Member of Parliament for Weobley
- In office 20 February 1816 – 31 December 1824
- Preceded by: William Bathurst
- Succeeded by: Lord Henry Thynne

Member of Parliament for Queenborough
- In office 22 March 1824 – 10 June 1826
- Preceded by: Hon. John Villiers
- Succeeded by: The Lord Downes

Personal details
- Born: 2 November 1781
- Died: 10 February 1828 (aged 46) Rome, Italy
- Party: Tory
- Spouse: Lady Mary Lonsdale
- Children: George Cavendish-Bentinck

= Lord Frederick Bentinck =

British soldier and politician

Major-General Lord Frederick Cavendish-Bentinck (2 November 1781 – 10 February 1828) known as Lord Frederick Bentinck was a British soldier and politician.

The youngest child and fourth son of William Cavendish-Bentinck, 3rd Duke of Portland and Lady Dorothy Cavendish, Cavendish-Bentinck attended Westminster School before joining the army.

==Military career==
Entering the British army in 1797 as an Ensign in the 32rd Regiment of Foot Bentinck then purchased promotion to Lieutenant and subsequently Captain in the 24th Light Dragoons. Placed on half-pay Bentinck was attached to the combined Russian and Austrian army in Italy during the War of the Second Coalition during which period he participated in the battles of Novi (1799) and Marengo (1800) as well as being present at the Siege of Alexandria (1801).

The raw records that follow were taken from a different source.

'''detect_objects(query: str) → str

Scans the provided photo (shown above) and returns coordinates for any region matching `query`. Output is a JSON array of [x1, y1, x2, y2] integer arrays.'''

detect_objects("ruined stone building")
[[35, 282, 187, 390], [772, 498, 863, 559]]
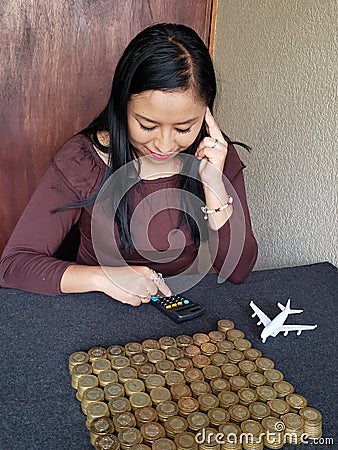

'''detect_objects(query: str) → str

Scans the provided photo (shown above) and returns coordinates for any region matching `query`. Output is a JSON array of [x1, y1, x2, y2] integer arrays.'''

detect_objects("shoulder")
[[224, 144, 245, 181], [53, 134, 105, 198]]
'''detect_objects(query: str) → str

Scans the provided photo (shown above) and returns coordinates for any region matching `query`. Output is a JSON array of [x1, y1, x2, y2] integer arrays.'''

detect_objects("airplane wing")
[[250, 302, 271, 327], [279, 325, 317, 336]]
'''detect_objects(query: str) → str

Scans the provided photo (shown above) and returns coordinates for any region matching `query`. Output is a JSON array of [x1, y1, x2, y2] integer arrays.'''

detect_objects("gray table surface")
[[0, 263, 338, 450]]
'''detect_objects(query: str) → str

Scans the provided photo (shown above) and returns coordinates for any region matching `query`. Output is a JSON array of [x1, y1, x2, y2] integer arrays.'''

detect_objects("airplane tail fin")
[[284, 298, 303, 314]]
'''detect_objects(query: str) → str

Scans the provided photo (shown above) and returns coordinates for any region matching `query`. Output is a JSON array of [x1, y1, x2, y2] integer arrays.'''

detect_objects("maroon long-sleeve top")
[[0, 135, 257, 295]]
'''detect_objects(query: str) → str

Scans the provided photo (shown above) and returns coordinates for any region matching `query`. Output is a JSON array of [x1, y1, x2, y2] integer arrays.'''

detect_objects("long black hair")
[[81, 23, 248, 250]]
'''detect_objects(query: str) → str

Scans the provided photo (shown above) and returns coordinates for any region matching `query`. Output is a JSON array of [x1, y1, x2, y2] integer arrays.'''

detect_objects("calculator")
[[150, 294, 204, 323]]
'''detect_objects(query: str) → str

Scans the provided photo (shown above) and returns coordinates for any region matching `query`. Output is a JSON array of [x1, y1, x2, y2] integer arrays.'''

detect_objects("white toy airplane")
[[250, 299, 317, 344]]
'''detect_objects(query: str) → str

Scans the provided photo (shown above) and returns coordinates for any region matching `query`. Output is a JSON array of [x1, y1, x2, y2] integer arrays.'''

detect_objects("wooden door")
[[0, 0, 212, 253]]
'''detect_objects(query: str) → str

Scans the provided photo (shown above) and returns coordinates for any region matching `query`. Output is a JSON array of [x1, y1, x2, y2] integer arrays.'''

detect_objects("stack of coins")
[[299, 406, 322, 439], [164, 416, 188, 438], [262, 416, 285, 449], [117, 428, 143, 450], [113, 412, 136, 433], [68, 319, 322, 450], [281, 413, 304, 445], [140, 422, 165, 446], [241, 420, 264, 450], [89, 417, 114, 445], [94, 434, 120, 450]]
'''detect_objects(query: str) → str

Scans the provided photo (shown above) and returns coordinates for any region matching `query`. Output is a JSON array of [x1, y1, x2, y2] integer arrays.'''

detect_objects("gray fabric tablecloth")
[[0, 263, 338, 450]]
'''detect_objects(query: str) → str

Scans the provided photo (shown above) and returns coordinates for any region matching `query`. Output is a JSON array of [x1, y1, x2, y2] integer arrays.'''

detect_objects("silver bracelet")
[[201, 195, 234, 220]]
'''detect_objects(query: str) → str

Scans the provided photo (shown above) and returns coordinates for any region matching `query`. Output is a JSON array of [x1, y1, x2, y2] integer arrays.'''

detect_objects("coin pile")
[[69, 319, 322, 450]]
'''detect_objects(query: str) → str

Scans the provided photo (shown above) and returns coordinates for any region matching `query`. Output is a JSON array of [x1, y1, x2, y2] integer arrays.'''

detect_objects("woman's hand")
[[195, 108, 228, 187], [98, 266, 171, 306]]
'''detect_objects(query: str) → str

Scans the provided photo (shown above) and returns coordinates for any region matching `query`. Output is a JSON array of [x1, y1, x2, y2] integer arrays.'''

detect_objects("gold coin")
[[246, 372, 266, 388], [192, 355, 210, 369], [187, 411, 210, 431], [217, 391, 239, 409], [149, 387, 171, 405], [221, 363, 239, 378], [268, 398, 290, 417], [177, 397, 199, 416], [184, 367, 204, 383], [145, 373, 165, 391], [210, 377, 230, 394], [285, 392, 307, 412], [229, 403, 250, 423], [201, 342, 218, 356], [174, 357, 193, 372], [155, 359, 175, 376], [202, 364, 222, 380], [192, 333, 210, 345], [227, 328, 244, 342], [137, 363, 156, 380], [184, 344, 201, 358], [281, 413, 304, 430], [205, 407, 230, 427], [108, 394, 131, 415], [210, 353, 229, 367], [103, 382, 124, 400], [170, 384, 192, 400], [148, 350, 165, 364], [164, 370, 185, 386], [256, 386, 277, 402], [248, 402, 270, 420], [156, 401, 178, 421], [135, 406, 158, 424], [237, 387, 258, 406]]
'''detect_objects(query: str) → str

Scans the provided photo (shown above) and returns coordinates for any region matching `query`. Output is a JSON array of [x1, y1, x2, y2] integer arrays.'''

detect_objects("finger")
[[204, 108, 224, 142]]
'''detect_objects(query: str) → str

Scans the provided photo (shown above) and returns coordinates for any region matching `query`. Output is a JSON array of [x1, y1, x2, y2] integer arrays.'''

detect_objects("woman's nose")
[[155, 133, 175, 153]]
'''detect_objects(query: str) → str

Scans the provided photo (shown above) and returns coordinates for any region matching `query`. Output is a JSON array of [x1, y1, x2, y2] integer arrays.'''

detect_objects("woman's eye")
[[139, 123, 156, 131], [176, 127, 191, 134]]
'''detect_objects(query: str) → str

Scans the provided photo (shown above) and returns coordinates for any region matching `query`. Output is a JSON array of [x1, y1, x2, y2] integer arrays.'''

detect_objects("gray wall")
[[214, 0, 338, 269]]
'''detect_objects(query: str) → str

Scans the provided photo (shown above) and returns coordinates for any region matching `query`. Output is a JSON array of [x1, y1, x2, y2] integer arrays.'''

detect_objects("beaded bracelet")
[[201, 195, 234, 220]]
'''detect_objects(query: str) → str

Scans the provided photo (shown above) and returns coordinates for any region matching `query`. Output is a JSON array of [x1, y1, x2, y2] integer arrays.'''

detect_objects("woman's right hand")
[[97, 266, 171, 306]]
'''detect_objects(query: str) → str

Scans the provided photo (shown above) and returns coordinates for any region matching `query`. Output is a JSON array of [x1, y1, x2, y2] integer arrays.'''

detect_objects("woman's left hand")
[[195, 108, 228, 186]]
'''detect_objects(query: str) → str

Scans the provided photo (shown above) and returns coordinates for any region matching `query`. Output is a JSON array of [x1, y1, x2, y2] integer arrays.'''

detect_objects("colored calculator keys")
[[150, 294, 204, 323]]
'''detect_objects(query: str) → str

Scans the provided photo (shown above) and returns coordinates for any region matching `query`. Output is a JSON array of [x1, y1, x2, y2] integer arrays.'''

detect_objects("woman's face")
[[128, 90, 206, 162]]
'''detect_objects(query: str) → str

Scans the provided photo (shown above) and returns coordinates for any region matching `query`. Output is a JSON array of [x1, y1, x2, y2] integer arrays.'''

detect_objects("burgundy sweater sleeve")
[[0, 137, 103, 295], [209, 145, 258, 283]]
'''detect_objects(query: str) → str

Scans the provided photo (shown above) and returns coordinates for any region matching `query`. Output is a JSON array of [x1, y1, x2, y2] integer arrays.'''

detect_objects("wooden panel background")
[[0, 0, 212, 253]]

Bentinck returned to full duty with the British army as a Captain in the 52nd Foot (the 24th Light Dragoons having been disbanded). In March 1804 he purchased a promotion to Major in the 45th Foot and a month later purchased promotion to Lieutenant colonel in the 7th Foot. The following year he exchanged his lieutenant colonelcy of the 7th Foot for an appointment as a company commander in the 1st Foot Guards. With the Guards Bentinck served in Sicily, was present at the Battle of Corunna (where his elder brother Lord William Bentinck commanded a brigade in the same division) and took part in the Walcheren Campaign before returning to Spain and Portugal for the remainder of the Peninsular War. Bentinck became Lieutenant colonel commanding the 1st Foot Guards in 1814 (a post he held until 1821) and was promoted to Major-general in 1819. Additionally in 1819 he was appointed Captain-commandant of the Mansfield troop of Volunteer Cavalry. Bentinck's final military appointment was the ceremonial role of Colonel of the Regiment of the 58th Foot.

==Political career==
Cavendish-Bentinck was approached by his cousin, Thomas Thynne, 2nd Marquess of Bath about becoming a member of parliament (MP) after the conclusion of the Napoleonic Wars. Thynne and his family controlled the pocket borough of Weobley in Herefordshire and on agreeing Bentinck was returned unopposed for Weobley in 1816 succeeding William Bathurst who had been appointed a deputy Teller of the Receipt of the Exchequer. At the 1818 and 1820 general elections Cavendish-Bentinck was again returned unopposed for Weobley.

In 1824 Cavendish-Bentinck vacated his seat at Weobley at the request of the Marquess of Bath and was invited by the Duke of Wellington to become MP for Queenborough on the Isle of Sheppey in Kent. Queenborough was a rotten borough controlled by the interests of the Board of Ordnance which Wellington headed as Master-General of the Ordnance and Cavendish-Bentinck was returned as MP for Queenborough in March 1824. Despite its status as a rotten borough and being much controlled by the Board of Ordnance Queenborough did have independently minded voters and at the 1826 general election Cavendish-Bentinck was voted out of office.

A return to political life was considered through his wife's family, mostly her father William Lowther, 1st Earl of Lonsdale who considered Cavendish-Bentenick for seats at Carlisle and Cockermouth, the latter was considered a pocket borough in Lonsdale's control. However Cavendish-Bentinck fell ill and he made no return to politics.

Cavendish-Bentinck was an infrequent attender in the House of Commons but generally voted Tory along the wishes of his sponsors. He appears never to have spoken in Parliament and Hansard has no contributions by him recorded.

==Personal life==
Cavendish-Bentinck married Lady Mary Lowther, second daughter of William Lowther, 1st Earl of Lonsdale on 16 September 1820 and they had one son, George Cavendish-Bentinck born 9 July 1821. In 1826 Cavendish-Bentinck became ill with a rectal fissure and on medical advice travelled to Italy to recover but died in Rome on 10 February 1828.